Abstract

Migration of keratinocytes requires a regulated and dynamic turnover of hemidesmosomes (HDs). We and others have previously identified three serine residues on the integrin β4 cytoplasmic domain that play a critical role in the regulation of HD disassembly. In this study we show that only two of these residues (Ser-1356 and Ser-1364) are phosphorylated in keratinocytes after stimulation with either PMA or EGF. Furthermore, in direct contrast to previous studies performed in vitro, we found that the PMA- and EGF-stimulated phosphorylation of β4 is not mediated by PKC, but by ERK1/2 and its downstream effector kinase p90RSK1/2. EGF-stimulated phosphorylation of β4 increased keratinocyte migration, and reduced the number of stable HDs.
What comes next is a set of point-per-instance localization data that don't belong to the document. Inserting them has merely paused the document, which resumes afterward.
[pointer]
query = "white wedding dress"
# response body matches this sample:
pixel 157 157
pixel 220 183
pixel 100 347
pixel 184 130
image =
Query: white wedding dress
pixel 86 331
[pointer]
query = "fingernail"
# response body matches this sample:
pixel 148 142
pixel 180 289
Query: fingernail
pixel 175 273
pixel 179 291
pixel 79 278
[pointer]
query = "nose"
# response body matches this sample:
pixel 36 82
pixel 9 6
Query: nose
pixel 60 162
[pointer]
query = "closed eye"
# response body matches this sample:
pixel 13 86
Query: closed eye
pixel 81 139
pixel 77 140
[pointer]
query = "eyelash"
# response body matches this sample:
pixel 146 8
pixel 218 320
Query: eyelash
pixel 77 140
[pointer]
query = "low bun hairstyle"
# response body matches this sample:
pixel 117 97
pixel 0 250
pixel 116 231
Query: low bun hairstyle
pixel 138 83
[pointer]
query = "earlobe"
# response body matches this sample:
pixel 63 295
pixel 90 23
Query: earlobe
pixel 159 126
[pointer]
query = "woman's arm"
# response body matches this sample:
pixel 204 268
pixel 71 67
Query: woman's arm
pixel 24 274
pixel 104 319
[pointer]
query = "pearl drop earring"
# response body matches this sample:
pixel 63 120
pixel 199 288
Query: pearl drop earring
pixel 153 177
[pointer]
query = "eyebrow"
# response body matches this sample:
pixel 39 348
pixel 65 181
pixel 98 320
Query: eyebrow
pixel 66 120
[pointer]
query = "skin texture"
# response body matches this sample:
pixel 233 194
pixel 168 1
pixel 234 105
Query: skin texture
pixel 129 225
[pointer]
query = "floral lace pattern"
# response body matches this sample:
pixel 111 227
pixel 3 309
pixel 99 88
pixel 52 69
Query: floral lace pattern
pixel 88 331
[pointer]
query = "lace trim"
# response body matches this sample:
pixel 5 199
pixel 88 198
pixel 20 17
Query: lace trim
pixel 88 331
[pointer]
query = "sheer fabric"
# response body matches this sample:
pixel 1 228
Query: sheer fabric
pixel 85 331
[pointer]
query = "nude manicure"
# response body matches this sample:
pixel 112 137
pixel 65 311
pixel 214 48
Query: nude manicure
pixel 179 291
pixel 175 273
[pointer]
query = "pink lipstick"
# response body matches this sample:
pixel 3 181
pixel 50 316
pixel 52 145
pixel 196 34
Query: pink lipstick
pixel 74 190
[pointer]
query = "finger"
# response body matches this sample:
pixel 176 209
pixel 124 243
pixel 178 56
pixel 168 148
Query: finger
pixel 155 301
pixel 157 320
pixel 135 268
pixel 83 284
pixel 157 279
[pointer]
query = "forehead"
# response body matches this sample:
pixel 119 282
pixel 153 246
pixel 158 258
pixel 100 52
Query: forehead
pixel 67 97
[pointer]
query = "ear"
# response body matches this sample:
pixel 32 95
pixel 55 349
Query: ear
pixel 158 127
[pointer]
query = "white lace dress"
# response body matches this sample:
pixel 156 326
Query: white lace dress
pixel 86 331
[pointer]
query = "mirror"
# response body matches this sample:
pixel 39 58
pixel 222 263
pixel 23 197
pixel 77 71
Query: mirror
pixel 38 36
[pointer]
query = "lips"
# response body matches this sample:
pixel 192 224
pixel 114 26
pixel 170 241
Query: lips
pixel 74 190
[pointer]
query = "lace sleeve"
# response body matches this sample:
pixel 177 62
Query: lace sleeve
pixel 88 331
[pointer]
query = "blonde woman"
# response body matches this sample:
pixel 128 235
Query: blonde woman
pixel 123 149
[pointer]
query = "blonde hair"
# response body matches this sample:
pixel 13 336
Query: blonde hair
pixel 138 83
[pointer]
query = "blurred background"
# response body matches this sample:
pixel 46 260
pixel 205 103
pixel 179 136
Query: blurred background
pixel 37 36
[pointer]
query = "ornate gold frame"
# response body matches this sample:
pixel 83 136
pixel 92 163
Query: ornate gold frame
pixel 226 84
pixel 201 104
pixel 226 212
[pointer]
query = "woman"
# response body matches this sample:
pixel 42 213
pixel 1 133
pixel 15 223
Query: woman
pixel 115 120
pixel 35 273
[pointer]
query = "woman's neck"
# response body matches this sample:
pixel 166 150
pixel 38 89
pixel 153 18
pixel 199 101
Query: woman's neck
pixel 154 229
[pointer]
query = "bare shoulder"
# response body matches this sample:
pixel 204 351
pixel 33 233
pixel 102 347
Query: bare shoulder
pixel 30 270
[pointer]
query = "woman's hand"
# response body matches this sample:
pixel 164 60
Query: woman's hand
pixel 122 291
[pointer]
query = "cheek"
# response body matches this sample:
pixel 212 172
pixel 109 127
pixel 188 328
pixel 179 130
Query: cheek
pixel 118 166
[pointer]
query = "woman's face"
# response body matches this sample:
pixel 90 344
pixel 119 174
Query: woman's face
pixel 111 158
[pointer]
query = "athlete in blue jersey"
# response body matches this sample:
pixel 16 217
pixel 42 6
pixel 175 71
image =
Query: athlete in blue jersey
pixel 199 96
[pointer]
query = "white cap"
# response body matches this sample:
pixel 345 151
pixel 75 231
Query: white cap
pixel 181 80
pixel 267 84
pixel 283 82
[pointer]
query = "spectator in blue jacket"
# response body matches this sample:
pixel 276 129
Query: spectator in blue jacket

Furthermore, mutation of the two serines in β4 to phospho-mimicking aspartic acid decreased its interaction with the cytoskeletal linker protein plectin, as well as the strength of α6β4-mediated adhesion to laminin-332. During mitotic cell rounding, when the overall cell-substrate area is decreased and the number of HDs is reduced, β4 was only phosphorylated on Ser-1356 by a distinct, yet unidentified, kinase. Collectively, these data demonstrate an important role of β4 phosphorylation on residues Ser-1356 and Ser-1364 in the formation and/or stability of HDs.